Moving on! "Help wanted and automotive classified advertising revenues, which are important categories at all of our newspaper properties, have declined as less expensive or free online alternatives have proliferated." Screw you, Craig Newmark!

"We have taken steps to lower our expenses by reducing staff and employee benefits and implementing general cost-control measures, and we expect to continue cost-control efforts... Although we believe that appropriate steps have been and are being taken to implement cost-control efforts, if not managed properly, such efforts may affect the quality of our products and our ability to generate future revenue. In addition, reductions in staff and employee benefits could adversely affect our ability to attract and retain key employees." Last one out, turn off lights.

"There are substantial uncertainties associated with our efforts to develop new products and services for evolving markets, and substantial investments may be required." China? Maybe not such a great idea, on further reflection.

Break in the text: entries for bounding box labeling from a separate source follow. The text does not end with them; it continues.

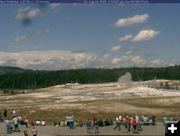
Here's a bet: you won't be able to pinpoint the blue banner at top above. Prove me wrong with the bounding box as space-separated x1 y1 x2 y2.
0 0 180 4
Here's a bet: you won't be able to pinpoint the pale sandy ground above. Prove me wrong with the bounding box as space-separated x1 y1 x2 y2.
0 122 165 136
0 81 180 114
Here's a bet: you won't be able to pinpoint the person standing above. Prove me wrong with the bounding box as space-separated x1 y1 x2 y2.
3 109 7 120
32 127 38 136
86 119 92 134
12 116 19 132
12 110 17 118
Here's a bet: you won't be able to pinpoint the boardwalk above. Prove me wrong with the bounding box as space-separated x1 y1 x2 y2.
0 122 164 136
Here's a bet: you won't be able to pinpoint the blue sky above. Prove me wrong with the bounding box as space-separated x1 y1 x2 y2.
0 4 180 70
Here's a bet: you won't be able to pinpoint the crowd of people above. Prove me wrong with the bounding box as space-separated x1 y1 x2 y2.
1 109 38 136
1 109 179 136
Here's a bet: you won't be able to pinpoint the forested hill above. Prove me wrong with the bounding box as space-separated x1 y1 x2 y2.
0 66 25 75
0 66 180 90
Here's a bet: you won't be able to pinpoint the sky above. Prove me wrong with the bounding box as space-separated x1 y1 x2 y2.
0 3 180 70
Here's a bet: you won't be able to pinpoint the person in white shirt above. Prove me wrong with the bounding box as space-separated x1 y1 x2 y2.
41 120 46 126
36 120 41 126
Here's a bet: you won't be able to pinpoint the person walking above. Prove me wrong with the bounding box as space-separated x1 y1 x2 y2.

"Competition for certain types of acquisitions, particularly Internet properties, is significant. Even if successfully negotiated, closed and integrated, certain acquisitions or investments may prove not to advance our business strategy and may fall short of expected return on investment targets." But Times CEO Janet Robinson will fight for those properties like she was elbowing someone aside at a sample sale! She loves to shop!

Hmm, what else? Oh, here we go! "Our Class B Common Stock is principally held by descendants of Adolph S. Ochs, who purchased the Times in 1896. A family trust holds 88% of the Class B Common Stock. As a result, the trust has the ability to elect 70% of the Board of Directors and to direct the outcome of any matter that does not require a vote of the Class A Common Stock. Under the terms of the trust agreement, trustees are directed to retain the Class B Common Stock held in trust and to vote such stock against any merger, sale of assets or other transaction pursuant to which control of The Times passes from the trustees, unless they determine that the primary objective of the trust can be achieved better by the implementation of such transaction. Because this concentrated control could discourage others from initiating any potential merger, takeover or other change of control transaction that may otherwise be beneficial to our businesses, the market price of our Class A Common Stock could be adversely affected." Damn you, Hassan Elmasry and Wall Street and everyone else who just won't get off our backs! We hate you!